In one or more embodiments, the statistical uniqueness of an entity identifier can be improved by selecting data elements to form the entity identifier that have values that are as evenly distributed across the population of entities as possible and/or practicable. In one embodiment, even distribution of values can be reasonably achieved by selecting data elements having values that are believed to be substantially randomly assigned to the entities represented by the data records. The concept of even distribution of values can be illustrated graphically as a histogram, frequency diagram, and/or other suitable depiction graphing the range of possible values for a selected data element against the number of instances of each possible value occurring in a given set of data records. Data elements having a distribution of values that graphs more flat, rather than as a bell-curve, can facilitate the formation of entity identifiers that are expected to identify associations among the data records with increased confidence.

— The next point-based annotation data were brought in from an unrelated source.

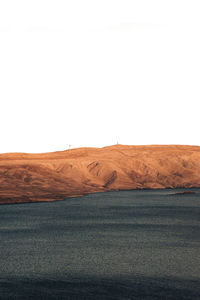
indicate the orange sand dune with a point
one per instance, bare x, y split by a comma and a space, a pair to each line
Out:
58, 175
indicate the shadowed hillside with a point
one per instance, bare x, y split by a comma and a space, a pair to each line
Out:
58, 175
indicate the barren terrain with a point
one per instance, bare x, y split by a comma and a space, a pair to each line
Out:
71, 173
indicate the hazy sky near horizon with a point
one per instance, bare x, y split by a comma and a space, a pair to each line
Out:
94, 73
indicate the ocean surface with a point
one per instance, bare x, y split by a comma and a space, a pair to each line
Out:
114, 245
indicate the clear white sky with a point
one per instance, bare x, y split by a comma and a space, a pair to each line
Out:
91, 73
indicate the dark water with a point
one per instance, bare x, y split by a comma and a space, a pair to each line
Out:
115, 245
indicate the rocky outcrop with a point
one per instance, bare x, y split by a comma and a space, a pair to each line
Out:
58, 175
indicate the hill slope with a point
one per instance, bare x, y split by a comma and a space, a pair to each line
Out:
57, 175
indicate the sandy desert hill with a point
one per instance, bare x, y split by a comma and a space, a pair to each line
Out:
58, 175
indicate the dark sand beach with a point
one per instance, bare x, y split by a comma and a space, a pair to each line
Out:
113, 245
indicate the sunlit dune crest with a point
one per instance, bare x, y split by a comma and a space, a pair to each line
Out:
59, 175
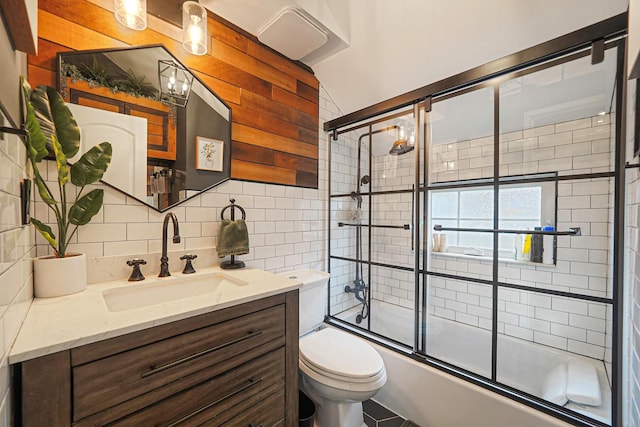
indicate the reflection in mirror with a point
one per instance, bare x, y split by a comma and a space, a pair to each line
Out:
171, 134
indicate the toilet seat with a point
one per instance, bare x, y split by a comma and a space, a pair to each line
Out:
335, 354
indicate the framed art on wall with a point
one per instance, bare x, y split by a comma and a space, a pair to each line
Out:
209, 154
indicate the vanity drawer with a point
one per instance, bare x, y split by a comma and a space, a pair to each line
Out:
138, 377
243, 392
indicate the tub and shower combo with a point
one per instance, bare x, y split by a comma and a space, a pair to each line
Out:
474, 231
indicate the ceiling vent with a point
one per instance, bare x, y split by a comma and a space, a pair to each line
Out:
292, 34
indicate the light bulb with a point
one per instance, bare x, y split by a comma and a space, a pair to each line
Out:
194, 24
131, 13
195, 34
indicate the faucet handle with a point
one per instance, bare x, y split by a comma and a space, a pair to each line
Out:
188, 267
136, 274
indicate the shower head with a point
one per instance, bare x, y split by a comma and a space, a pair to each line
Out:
400, 147
356, 196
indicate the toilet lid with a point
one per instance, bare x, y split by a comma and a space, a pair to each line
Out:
340, 353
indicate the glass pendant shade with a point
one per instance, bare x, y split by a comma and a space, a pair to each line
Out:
131, 13
194, 28
401, 145
175, 83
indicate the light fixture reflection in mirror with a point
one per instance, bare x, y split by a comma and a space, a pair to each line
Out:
175, 83
121, 98
131, 13
194, 28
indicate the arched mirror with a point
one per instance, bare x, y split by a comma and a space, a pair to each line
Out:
171, 134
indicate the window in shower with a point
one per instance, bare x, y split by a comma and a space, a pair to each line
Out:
522, 207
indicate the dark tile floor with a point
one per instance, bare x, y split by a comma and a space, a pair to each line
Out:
376, 415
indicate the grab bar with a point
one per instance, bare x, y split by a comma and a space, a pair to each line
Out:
403, 226
572, 231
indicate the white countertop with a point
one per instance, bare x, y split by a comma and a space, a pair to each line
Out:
61, 323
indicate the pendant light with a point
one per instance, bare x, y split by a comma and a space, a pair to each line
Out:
131, 13
194, 28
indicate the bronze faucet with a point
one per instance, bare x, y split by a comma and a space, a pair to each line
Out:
164, 259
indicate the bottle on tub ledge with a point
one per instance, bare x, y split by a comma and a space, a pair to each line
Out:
536, 246
526, 248
547, 244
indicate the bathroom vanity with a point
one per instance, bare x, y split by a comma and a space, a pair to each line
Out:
229, 358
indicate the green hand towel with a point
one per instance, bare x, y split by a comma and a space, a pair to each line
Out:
233, 238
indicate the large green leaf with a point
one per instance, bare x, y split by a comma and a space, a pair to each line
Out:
92, 165
86, 207
43, 190
61, 162
46, 232
37, 142
56, 118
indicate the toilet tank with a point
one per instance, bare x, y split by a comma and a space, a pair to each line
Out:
313, 297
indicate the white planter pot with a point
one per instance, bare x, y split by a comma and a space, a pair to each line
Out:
54, 277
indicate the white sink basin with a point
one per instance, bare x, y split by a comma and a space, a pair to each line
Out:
168, 289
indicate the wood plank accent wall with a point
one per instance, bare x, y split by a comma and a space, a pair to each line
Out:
274, 100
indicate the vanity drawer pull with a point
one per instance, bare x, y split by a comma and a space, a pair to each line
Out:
153, 369
251, 383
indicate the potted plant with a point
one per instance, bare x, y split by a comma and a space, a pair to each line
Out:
51, 129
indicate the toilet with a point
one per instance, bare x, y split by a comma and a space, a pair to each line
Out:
338, 370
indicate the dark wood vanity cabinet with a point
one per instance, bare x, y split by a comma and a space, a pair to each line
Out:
237, 367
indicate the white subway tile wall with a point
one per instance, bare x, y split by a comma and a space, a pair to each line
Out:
578, 146
286, 224
16, 251
631, 363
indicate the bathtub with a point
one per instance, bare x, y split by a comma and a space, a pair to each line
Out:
413, 388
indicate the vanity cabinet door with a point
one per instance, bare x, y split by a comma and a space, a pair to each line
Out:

To illustrate the above point, a data element storing values for the last four digits of a contact phone number would facilitate formation of an entity identifier that would yield higher confidence results than would an entity identifier formed from values for a data element storing zip code data. This is because zip codes, as in the example of the United States postal system designation, are not randomly assigned to, or evenly distributed among, entities. Rather, they are assigned based on entity location within geographic groupings. In comparison, the last four digits of an entity's contact phone number more closely approximate a random distribution throughout the population of entities. However, using a data element storing full telephone number values decreases the evenness and/or reasonable randomness of the value distribution, as telephone number area codes and prefixes are assigned based at least in part on geographic grouping. Similarly, the values for the last four digits of a nine-digit U.S. Social Security Number are relatively evenly and/or reasonably randomly assigned throughout the population of U.S. individuals, while the values for the first three and middle two digits exhibit grouping characteristics. Data records that have multiple common values for data elements having reasonably random and/or evenly distributed values can be more confidently associated with one another than can data records that have multiple common values for data elements having values with grouped distribution among the entities. Associating data records based on commonalities in poorly distributed values can lead to false positive associations. For example, it is possible that two data records can coincidentally contain two or more matching historical zip code values even though the data records represent neither the same entity nor entities that should be properly associated (such as family members, spouses, non-familial cohabitants, etc.). By obtaining knowledge of the content and/or characteristics of the data records and data elements included therein, specific data elements can be selected so as to form entity identifiers that can be used to associate data records with sufficiently high confidence and reduced instances of false positive associations.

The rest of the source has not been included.